Affichage des articles dont le libellé est travaux portuaires. Afficher tous les articles
Affichage des articles dont le libellé est travaux portuaires. Afficher tous les articles

dimanche 28 juin 2015

C'EST QUOI LES CORAUX ?

On parle souvent des coraux en insistant sur leur importance. Mais quelle est la nature des coraux ? Animale, minérale ou végétale ? Comment et dans quelles conditions les récifs coralliens se forment-ils ? 50% des récifs coralliens ont disparu en près de 50 ans. Pourquoi ?

Petite patate de corail photographiée sur la Caye de la Grande Sèche, site menacé par les autorités.

Animal, minéral, ou végétal ?
Les trois à la fois !! Mais tout d'abord, le corail est un animal de la famille des Cnidaires (comme les méduses, les anémones,...) qui ressemble à une méduse retournée. Ce petit organisme de quelques millimètres se fixe par son pied à son support et, avec les tentacules réparties autour de sa bouche, capture des proies de très petite taille.

Cet animal appelé polype vit en symbiose (= association étroite gagnant-gagnant) avec une algue microscopique, la zooxanthelle, qui demeure dans l'organisme du polype. En échange du CO2 que lui apporte le polype, cette algue va fournir, grâce à la lumière du soleil, des sucres et de l'oxygène (c'est la photosynthèse) dont a besoin le corail pour sa croissance. Cette petite algue va aussi donner au corail sa couleur (sans elle, il est blanc !). Ces deux espèces ne peuvent survivre longtemps l'une sans l'autre.
Enfin, le polype va construire un squelette calcaire (carbonate de calcium) en utilisant notamment le CO2 dissout dans l'eau de mer. 

C'est ce squelette qui constitue l'élément minéral du corail. Il peut prendre des formes extrêmement élaborées et subsiste après la mort du corail. Ainsi, les grands récifs du monde sont constitués de milliers de générations de polypes morts. Le plus grand édifice coralliens, la Grande Barrière de corail, s'étend sur 344 000 km2 ! 

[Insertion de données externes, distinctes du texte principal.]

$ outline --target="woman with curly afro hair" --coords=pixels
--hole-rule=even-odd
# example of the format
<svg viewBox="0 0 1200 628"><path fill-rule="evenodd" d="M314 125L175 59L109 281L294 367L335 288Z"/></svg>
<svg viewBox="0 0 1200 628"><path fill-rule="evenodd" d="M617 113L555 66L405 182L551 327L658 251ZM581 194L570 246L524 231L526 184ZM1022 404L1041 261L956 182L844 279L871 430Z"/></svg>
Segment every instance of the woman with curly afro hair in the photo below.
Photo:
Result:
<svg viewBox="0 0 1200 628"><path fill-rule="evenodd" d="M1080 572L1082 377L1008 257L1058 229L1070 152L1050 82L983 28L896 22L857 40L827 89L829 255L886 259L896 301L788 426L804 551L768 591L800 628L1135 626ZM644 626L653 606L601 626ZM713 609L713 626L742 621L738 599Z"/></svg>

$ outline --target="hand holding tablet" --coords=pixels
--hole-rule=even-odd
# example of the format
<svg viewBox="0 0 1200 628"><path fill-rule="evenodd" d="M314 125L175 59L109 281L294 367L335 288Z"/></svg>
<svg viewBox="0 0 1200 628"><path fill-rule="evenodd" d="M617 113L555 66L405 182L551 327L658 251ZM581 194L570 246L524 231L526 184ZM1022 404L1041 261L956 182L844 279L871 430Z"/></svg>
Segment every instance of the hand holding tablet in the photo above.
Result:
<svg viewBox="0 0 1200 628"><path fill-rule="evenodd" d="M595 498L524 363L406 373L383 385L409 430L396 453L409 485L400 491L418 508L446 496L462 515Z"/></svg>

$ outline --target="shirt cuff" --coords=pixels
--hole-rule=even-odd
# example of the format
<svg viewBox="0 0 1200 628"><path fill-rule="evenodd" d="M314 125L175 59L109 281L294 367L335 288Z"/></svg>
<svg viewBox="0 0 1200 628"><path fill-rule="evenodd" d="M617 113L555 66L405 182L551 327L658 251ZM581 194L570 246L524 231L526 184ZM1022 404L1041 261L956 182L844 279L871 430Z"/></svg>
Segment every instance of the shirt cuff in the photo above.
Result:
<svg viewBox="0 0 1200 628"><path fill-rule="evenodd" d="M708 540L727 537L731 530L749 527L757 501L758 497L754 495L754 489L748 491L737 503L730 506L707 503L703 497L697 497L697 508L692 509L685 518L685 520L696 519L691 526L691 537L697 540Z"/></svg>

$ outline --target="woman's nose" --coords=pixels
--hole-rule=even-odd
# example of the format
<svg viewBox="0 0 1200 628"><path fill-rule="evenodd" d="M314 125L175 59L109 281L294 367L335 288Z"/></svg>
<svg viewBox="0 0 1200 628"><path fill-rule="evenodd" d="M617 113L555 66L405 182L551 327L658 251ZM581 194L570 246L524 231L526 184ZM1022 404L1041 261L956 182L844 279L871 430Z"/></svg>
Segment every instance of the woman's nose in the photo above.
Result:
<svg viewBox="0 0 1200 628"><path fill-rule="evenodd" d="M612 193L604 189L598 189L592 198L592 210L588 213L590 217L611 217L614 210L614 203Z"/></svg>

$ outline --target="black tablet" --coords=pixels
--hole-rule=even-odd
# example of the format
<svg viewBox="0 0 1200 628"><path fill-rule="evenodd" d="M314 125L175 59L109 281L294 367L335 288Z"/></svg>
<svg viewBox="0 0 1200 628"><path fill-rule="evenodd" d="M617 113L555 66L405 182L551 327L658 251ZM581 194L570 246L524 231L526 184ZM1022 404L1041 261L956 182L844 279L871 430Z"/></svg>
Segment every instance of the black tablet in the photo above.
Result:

Du polype de corail au récifs coralliens
S'il trouve un environnement favorable, le corail va se développer en croissant plus ou moins rapidement selon son espèce et les conditions du milieu. Certains coraux sont dits «  à croissance rapide » (jusqu'à 25 cm par an), d'autres « à croissance lente » (de 0 à quelques millimètres par an). On choisit les premiers pour former rapidement des récifs coralliens par bouturage, souvent du genre Acropora. 

Cependant (comme leur nom ne l'indique pas !), les récifs coralliens ne sont pas composés uniquement de coraux; d'autres animaux y sont associés comme les éponges, les gorgones, les ascidies...Ces animaux sont dits « filtreurs » car ils se nourrissent en captant leurs aliments par filtration de l'eau.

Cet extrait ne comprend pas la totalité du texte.